Holding Congress Accountable On The AHCA

The American Health Care Act (AHCA) that is now before the Senate after passing the House of Representatives would allow states to seek waivers from current federal standards for health insurance plans. While the Senate seems likely to make changes concerning the particular standards that can be waived, the AHCA’s waiver and other provisions are expected to cause premiums to increase and benefits to disappear for millions of Americans. Millions more will likely lose their insurance completely.

As originally drafted, the AHCA would have expressly exempted Members of Congress from these waivers, a provision that is so politically awkward that the House separately adopted a bill that would repeal the exemption by amending the AHCA if enacted. Rep. Martha McSally (R-Ariz.), who wrote the amendment, stated that it is intended to “ensure that Congress abides by the laws they pass and are treated no differently than other hard-working Americans.”

However, as the Washington Post has reported, it is unlikely that the amendment will actually do this. Under current federal regulations, Members of Congress buy their health insurance through the D.C. Health Exchange, and the D.C. government is unlikely to seek a waiver of current federal protections for residents and others who buy health insurance here. As a result, according to the Post, “lawmakers ... could end up with more robust and less expensive coverage than constituents in states that are not as friendly to Obamacare.”

Such preferential treatment for Members of Congress is clearly not what Congress intended when it overwhelmingly voted for McSally’s amendment. Nor is it likely to lead to the fairest health law: if Members of Congress know they will not be directly subject to the same rate increases and benefit cuts that their constituents will feel, they might make different judgments about what consumer protections are required.
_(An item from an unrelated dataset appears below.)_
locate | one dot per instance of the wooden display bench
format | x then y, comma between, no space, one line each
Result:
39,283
Two entities have a responsibility to make sure that Congress’s intent that Members are in fact “treated no differently than other hard-working Americans” is actually implemented. One is the federal Office of Personnel Management (OPM), and the other is the District of Columbia. OPM could discharge this responsibility by directing Members of Congress to buy their health insurance in their states of residence, as opposed to the current rule that directs Members to buy their insurance through the DC Exchange.

If OPM did not take this step, the District of Columbia would have a constitutional obligation to ensure that Members of Congress do not access more favorable insurance through the D.C. exchange, because the Constitution empowers Congress to legislate for the District (Article I, Section 8, Clause 17). To do this, D.C. might redirect Members from the D.C. Exchange to the exchanges in their home States.

This redirection would not affect D.C. consumers, since Members of Congress comprise only a small percentage of the overall pool on the D.C. exchange—and the provision need not include congressional staffs, who are not mentioned in the stated intent for the amendment. This action by D.C. would honor Members’ intention to be subject to rules in their home States and, because it would help Members understand more directly the impacts of their legislation, the action might also benefit their States.

All of this seems like a good outcome for Congress, the District of Columbia, and the country. OPM and D.C. officials should consider how best to make it happen.